Her first album was a hit, but her second – 1990’s “I Do Not Want What I Haven’t Got” – was a watershed moment personally, professionally and commercially. Its centerpiece was a riveting performance of the intense ballad “Nothing Compares 2 U,” which Prince had written for a side project of his. O’Connor’s version went to No. 1 around the world, buoyed by a video best known for the moment in which a tear runs down O’Connor’s face as the sings the final lines in stark closeup.
The film plays up the song and the moment, but there’s something missing. As you see footage from the video, with a long, suspended chord playing in the background and presumably serving as an intro to the song itself, it may slowly dawn on you that you’re watching O’Connor sing the song but never hearing her do it, and that the chord you’re hearing never actually shifts into the opening of the song. Which is to say, it becomes clear that Prince’s estate wouldn’t give permission for the filmmakers to use the biggest hit of O’Connor’s career, and the song from which the film takes its title.
“Nothing Compares” admits as much in the end credits, though the film never gets into the spat between O’Connor and Prince that no doubt led to that refusal. (She has said, at different times, that she and Prince got into a fistfight after he told her to stop using “bad words” in interviews, that he was actually a sweet guy and that he hit her with a hard object concealed in a pillow case. In a recent New York Times interview, she called him “a violent abuser of women.”)
After “Nothing Compares 2 U” came stardom, and then the “SNL” appearance where she tore up a picture of the Pope that she’d taken off the wall the day her mother died years earlier. The backlash was swift and immediate, both for “SNL” and for refusing to take the stage at a Florida show if the National Anthem was played before her show. Her next album fell off the charts quickly (it didn’t help that it was a big-band album of standards), and then she was gone.
Or, at least, she was gone in the eyes of the record industry, gone from the pop-culture spotlight. She continued working – seven more albums, plus some collaborations, soundtrack recordings and acting jobs – but “Nothing Compares” sticks to her rise and fall and essentially ignores the curious second act that has occupied the last two decades of her life.

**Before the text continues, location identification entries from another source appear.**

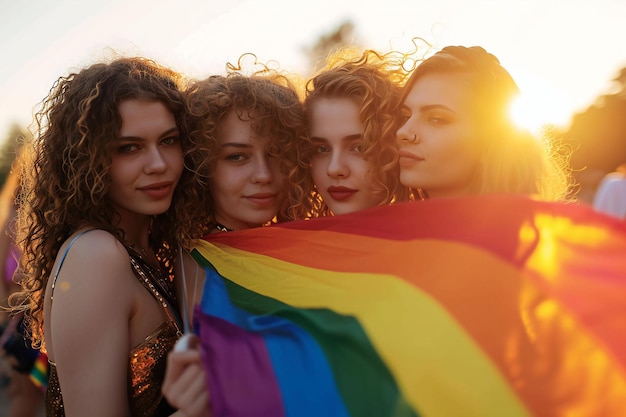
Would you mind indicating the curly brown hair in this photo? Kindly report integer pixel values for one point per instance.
(270, 100)
(373, 81)
(65, 181)
(515, 160)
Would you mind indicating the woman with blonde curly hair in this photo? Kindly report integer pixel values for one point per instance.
(107, 196)
(459, 139)
(352, 112)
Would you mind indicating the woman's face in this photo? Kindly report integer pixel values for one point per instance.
(338, 168)
(445, 157)
(146, 159)
(247, 185)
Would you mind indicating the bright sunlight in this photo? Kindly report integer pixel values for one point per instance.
(538, 106)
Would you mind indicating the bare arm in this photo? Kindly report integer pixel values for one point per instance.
(89, 327)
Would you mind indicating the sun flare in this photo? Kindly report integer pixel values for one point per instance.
(539, 106)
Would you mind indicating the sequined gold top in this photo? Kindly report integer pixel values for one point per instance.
(146, 367)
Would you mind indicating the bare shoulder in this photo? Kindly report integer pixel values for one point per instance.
(97, 247)
(95, 262)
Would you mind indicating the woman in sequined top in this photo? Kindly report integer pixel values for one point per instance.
(107, 195)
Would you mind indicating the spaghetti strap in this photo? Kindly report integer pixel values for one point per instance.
(56, 273)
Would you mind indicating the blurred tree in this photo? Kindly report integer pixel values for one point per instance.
(342, 36)
(9, 147)
(598, 137)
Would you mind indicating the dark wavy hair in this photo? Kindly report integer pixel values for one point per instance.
(65, 169)
(514, 160)
(373, 81)
(270, 100)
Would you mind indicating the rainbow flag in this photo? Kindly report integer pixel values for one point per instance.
(40, 372)
(491, 306)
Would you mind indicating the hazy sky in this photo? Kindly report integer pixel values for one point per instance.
(563, 53)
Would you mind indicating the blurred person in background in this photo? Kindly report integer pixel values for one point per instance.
(610, 197)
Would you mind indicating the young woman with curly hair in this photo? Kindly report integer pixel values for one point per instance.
(251, 127)
(458, 138)
(352, 109)
(107, 196)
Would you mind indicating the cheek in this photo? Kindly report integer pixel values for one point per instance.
(318, 169)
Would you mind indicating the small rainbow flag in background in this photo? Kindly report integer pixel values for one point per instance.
(490, 306)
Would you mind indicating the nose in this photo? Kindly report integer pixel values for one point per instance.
(262, 171)
(155, 161)
(336, 166)
(406, 134)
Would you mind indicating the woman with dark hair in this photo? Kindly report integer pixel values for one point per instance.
(108, 194)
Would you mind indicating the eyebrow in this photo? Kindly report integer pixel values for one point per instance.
(348, 138)
(235, 145)
(166, 133)
(436, 107)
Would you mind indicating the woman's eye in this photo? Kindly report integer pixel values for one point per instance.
(321, 149)
(405, 114)
(236, 157)
(170, 140)
(129, 147)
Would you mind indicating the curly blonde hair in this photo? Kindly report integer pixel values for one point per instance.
(270, 100)
(373, 81)
(65, 170)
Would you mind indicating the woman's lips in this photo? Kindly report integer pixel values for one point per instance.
(262, 199)
(158, 190)
(340, 193)
(408, 158)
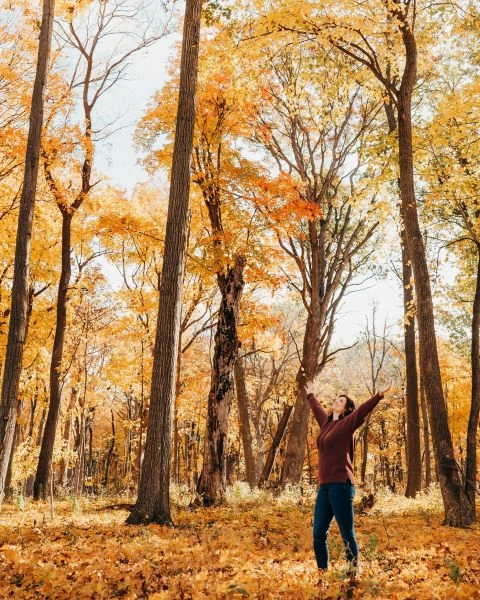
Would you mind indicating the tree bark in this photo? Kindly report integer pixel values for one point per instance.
(19, 300)
(153, 502)
(295, 451)
(458, 510)
(40, 485)
(277, 440)
(363, 468)
(212, 484)
(472, 431)
(413, 450)
(244, 420)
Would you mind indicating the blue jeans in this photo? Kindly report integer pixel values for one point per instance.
(334, 500)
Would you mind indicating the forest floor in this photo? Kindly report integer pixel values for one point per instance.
(256, 547)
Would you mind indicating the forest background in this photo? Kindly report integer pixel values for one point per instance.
(333, 149)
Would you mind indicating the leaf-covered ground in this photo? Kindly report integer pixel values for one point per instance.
(258, 548)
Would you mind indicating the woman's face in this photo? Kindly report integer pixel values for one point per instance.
(339, 404)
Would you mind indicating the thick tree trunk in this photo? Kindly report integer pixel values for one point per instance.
(277, 440)
(19, 301)
(153, 502)
(244, 422)
(40, 486)
(472, 431)
(298, 429)
(413, 450)
(458, 510)
(212, 484)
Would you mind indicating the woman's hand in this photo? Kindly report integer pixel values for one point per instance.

And that’s a shame – because by focusing on the years leading up to her fall from grace and then bypassing what came after, the film in a sense writes her off even as it tries to celebrate her. It makes a strong case that she deserved far more respect than she received, and that she had heartbreakingly good reasons for doing all the things that got her branded “crazy” – and then it takes away the second half of her career because the first half makes better copy.
(When I finished watching the film, I put on “Theology,” her spooky and deeply religious 2007 album, and listened to haunting songs like “If You Had a Vineyard” while wishing the movie had told me something about them.)
The focus on her early career was obviously a creative decision made early on, and maybe the latter days are fodder for a sequel. But the decision feels off now; it’d be valuable to fill in the blanks now, as O’Connor faces additional heartbreak and finds her own health precarious once more.
Instead, we get a round of testimonials from the likes of Bikini Kill’s Kathleen Hanna and Public Enemy’s Chuck D, along with footage of Irish officials publicly apologizing for the Magdalene laundries and some defiant words from O’Connor herself: “They tried to bury me. They didn’t realize I was a seed.”
Those words may still prove to be true, but the line of O’Connor’s that lingers after seeing “Nothing Compares” comes earlier and cuts harder. “We do not know what we’re doing,” she says, “when we scoff at our children’s keening.”